The Reproductive Justice Movement is intersectional and focuses on building a diverse grassroots coalition in order to build a large mass movement, since this is how effective social change occurs. This Movement, led by radical feminists of color, depends on comprehensive coalition work that addresses the intersecting injustices that overlap with reproductive violence such as housing, healthcare, education, voting, racial justice, the environment and more. 

In 2020, it is no longer efficacious for the bloc of white feminists who mobilized around Roe to resist the inclusion of the Reproductive Justice framework (and the people who come with it). Doing so is really bad politics. These blinders and holes create entry points for Conservatives to chisel away at the few rights that exist for some.

Historically, when there is a positive movement towards justice, people of different backgrounds have come together.
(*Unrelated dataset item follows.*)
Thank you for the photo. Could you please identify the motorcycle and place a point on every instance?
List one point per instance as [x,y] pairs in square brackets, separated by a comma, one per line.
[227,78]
Yet, if a movement is centered around triangulating and consolidating power, that has not been the case. 

Laws don’t create movements; Movements create laws

Considering that Planned Parenthood has finally decided to change its tune (or is trying to) and incorporate the reproductive justice framework, is a testament to the organizing power of the 12 Black women who started the movement in 1994. As Loretta Ross succinctly stated, “The movement is not the personal property of middle-class white women who resent having to share spatial, definitional or leadership power with women of color who have a complex set of reactions to abortion politics as they are presently debated by the right and the left”. 

My hope is that the same young people of TikTok and K-Pop fame engage/join/lead the powerful and growing Reproductive Justice Movement. As this young generation of activists and organizers are refreshingly attuned to the power of mass movement building as the route to long lasting social change and justice.